資格を持っていると言うのは弱いものですね、不動産鑑定士が政府の言うとおりにしないと法律違反の鑑定をした事になります。
公示価格の意味は第1条の解説で書いたとおり、政府が考える望ましい価格指標ですから、実勢価格とは当然異なります。
この条文は、不動産鑑定士が実勢制価格の鑑定をする際に、政府が誘導すべき指標として公示したはずの価格を基準にして鑑定する事を不動産鑑定士に対して、強制しているのです。
不動産鑑定士としては、資格に直結しますので、この法律に従った鑑定をするより外ありません。
そこで、不動産鑑定士に鑑定を頼むと、実勢と懸け離れた鑑定価格がでてくる仕組みになりました。
ちなみに、後記日経新聞の記事の題名は、「鑑定価格 実勢を映さず」というものです。
当たり前と言えば当たり前の帰結ですよね。
政府や役人と言うのは、権力を握ると、自分達がオールマイテイのような錯覚を起こして、何でも決められると思うのでしょうかね?

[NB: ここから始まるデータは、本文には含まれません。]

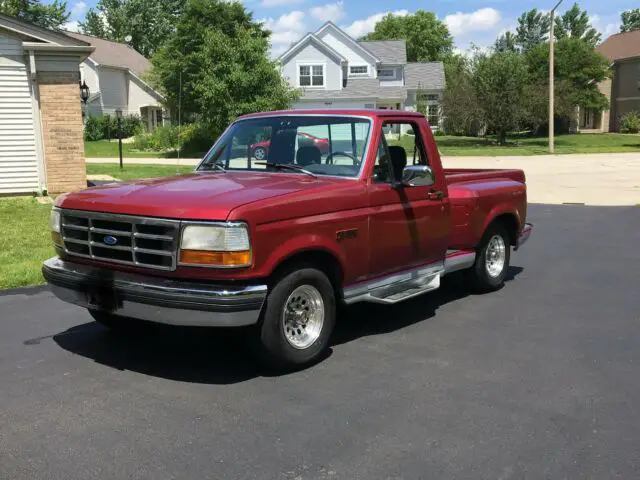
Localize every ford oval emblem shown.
[102,235,118,246]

江戸時代の8代将軍徳川吉宗は、その治世を通じて、米の価格維持に取り組んでいましたので、米将軍とも言われていますが、権力をもってしても価格の騰落ばかりは、どうにもならなかったと言われています。
歴史上明らかなように、価格は経済活動の結果決まってくるものであって、政府や権力者が経済活動の基礎を変更しないで、価格だけ思うようにできるものではありません。
政府に付き合わされている不動産鑑定士は気の毒ですね、実勢にあわない鑑定ばかりしているので、殆ど誰も信用しない仕事になっています。